Mas quando Nina e o marido descobrem que o seu filho de 5 anos foi vítima de abuso sexual, essa distância é impossível de manter e sente-se impotente perante um sistema legal ineficiente que conhece demasiado bem. De um dia para o outro o seu mundo desmorona-se e a linha que separa a vida pessoal da vida profissional desaparece. As respostas que Nina julgava ter já não são fáceis de encontrar. Tomada pela raiva e pela sede de vingança, lança-se num plano para fazer justiça pelas próprias mãos e que a pode levar a perder tudo aquilo por que sempre lutou.

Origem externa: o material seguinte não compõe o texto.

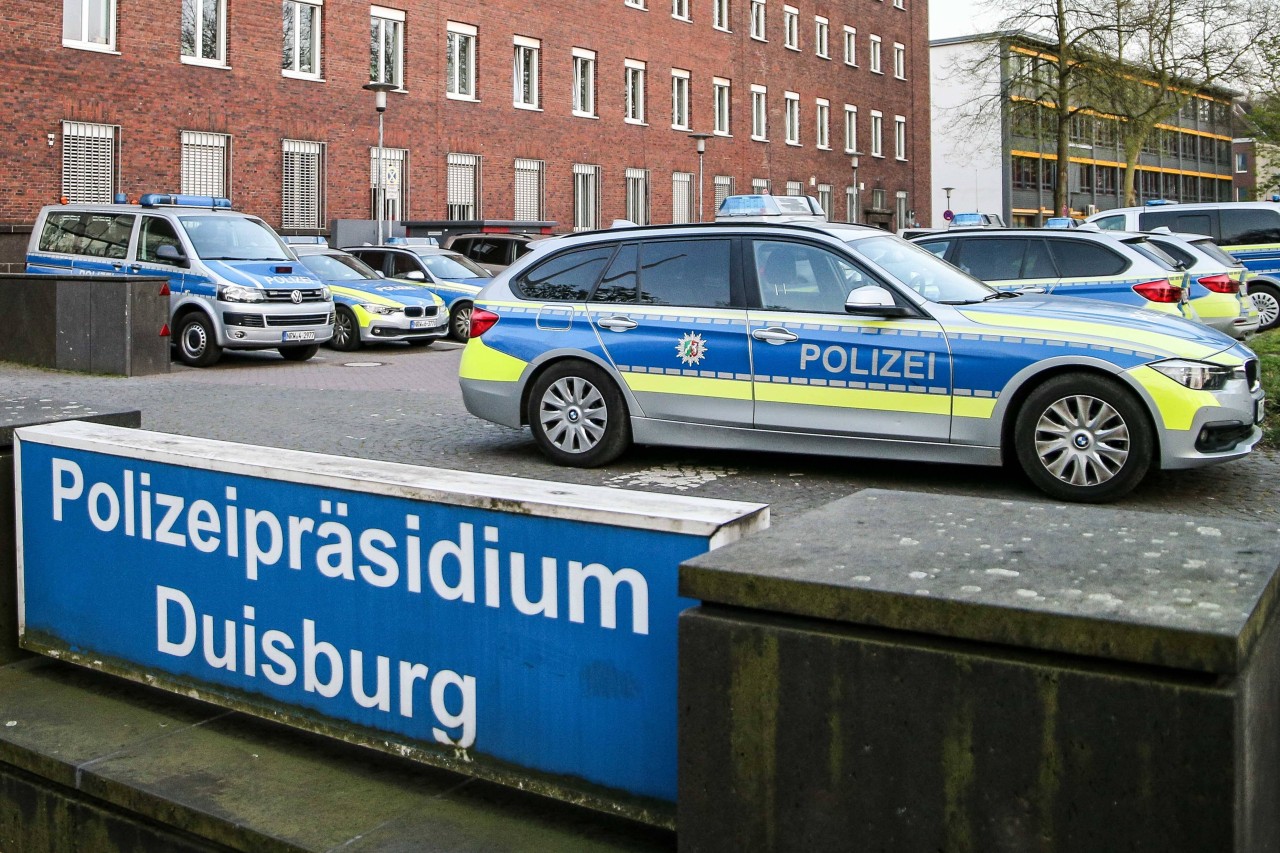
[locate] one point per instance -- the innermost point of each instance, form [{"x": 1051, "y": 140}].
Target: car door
[
  {"x": 816, "y": 368},
  {"x": 667, "y": 316}
]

Gostei muito do livro e acabei por devorá-lo em tempo
record, tendo em conta que ainda tinha um considerável número de páginas.
O sentimento que liga os pais aos filhos é algo compreensível, na sua totalidade, apenas quando passamos para o lado de lá da relação. Mas que deve ser algo desconcertante, não tenho dúvidas...
Agora vou viajar até aos anos 70 e passear por França, costa de Connemara e a região das vinhas do Languedoc, com a
Stephanie Keating e Barbara Keating no livro "À Minha Filha em França...".